The Klingers enter 2026 ranked No. 13 in the world (photo by Graham Hays).
Growing the Business
Last preseason, after sketching out their preliminary budget for a year they hoped would end with a trip to Australia for the World Championships, the Klingers got an invitation to train in Brazil alongside reigning Olympic gold medalists Ana Patricia and Duda. It wasn’t a small expense to add into the mix. From a competitive standpoint, it was also a no-brainer. You don’t pass up a chance to work with legends.
Currently No. 13 in the FIVB World Rankings, they’ve reached a point where they have that flexibility. They won’t be flying business class anytime soon, but they can get to where they need to go and prioritize fewer connections over pure bargain hunting and sleeping in the airport. Similarly, they aren’t booking five-star resorts, but they can look for rentals with better amenities to aid in recovery instead of taking the cheapest place with a bed and a bathroom. They can hire a sports psychologist to help them unlock continued growth.
And when the federation hired a new coach, their input weighed heavily. The resulting collaboration with the talented and demanding Tiê Santana has been hugely instrumental in lifting their game to new heights, the trio together now for two World Championships.
They can even hope to finish the year with their financial ledger in the black.

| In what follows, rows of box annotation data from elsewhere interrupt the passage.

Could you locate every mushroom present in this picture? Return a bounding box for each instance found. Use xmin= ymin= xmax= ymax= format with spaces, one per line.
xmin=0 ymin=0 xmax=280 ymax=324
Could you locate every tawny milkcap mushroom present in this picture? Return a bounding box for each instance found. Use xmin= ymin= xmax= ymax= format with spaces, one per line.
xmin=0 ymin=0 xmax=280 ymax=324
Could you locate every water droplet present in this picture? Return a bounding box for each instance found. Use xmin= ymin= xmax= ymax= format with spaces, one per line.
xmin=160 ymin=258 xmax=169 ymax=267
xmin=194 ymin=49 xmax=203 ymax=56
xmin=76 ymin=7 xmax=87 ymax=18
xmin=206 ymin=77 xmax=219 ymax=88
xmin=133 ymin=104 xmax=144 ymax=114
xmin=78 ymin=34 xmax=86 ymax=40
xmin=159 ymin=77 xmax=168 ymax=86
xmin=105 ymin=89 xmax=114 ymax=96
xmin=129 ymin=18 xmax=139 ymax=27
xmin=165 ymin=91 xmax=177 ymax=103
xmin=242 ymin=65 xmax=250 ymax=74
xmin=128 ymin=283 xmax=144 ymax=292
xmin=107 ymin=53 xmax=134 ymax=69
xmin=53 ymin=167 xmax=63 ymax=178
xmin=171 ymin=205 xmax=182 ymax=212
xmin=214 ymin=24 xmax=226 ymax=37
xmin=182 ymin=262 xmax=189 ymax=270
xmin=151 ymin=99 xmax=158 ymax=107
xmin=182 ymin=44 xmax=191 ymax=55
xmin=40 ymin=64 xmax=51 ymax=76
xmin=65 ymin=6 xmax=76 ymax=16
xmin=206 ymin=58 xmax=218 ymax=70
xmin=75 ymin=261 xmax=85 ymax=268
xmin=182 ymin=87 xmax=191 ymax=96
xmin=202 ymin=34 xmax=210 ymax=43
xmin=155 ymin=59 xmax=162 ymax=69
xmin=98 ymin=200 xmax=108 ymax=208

The blueprint the sisters worked from over the past six years may not suit every team, as they are quick to point out. Every federation infrastructure is different, each team’s needs distinct. Every individual is unique, too. Not to mention, the Klingers have the rare partnership guaranteed to last for life.
But like all of their peers, they have to find a way to turn beach volleyball into a profession. What begins with a dream, and ends on the beaches of Copacabana or under the shadow of the Eiffel Tower, is for long stretches in the middle a job — in the gym, on the practice court, building a brand on social media and sitting across the desk from the people who will help get you to those courts around the globe. Whether or not they ever really love those parts, Dorina and Ronja have made themselves world-class in all of them.
“Sometimes it’s fun when you get to know really cool people — because usually with big companies, the marketing people or CEOs are really kind of inspiring people,” Ronja said. “To get to know the business side of things, it’s really cool. And to get invited to events and meet all these other amazing athletes, that’s awesome. But some of it is also just trash work — emails on emails on emails to beg for money. Of course, that’s not fun, and it takes up a lot of time where you’re thinking ‘OK, maybe I could use this time more for recovery or something else.’ But I feel like it’s a good balance.”
It might not feel like it, not in the same way as the three-set comeback spurred on by a cheering crowd on some sunny summer afternoon, but it’s the stuff dreams are made of.
A dream two Austrian sisters are in the business of living.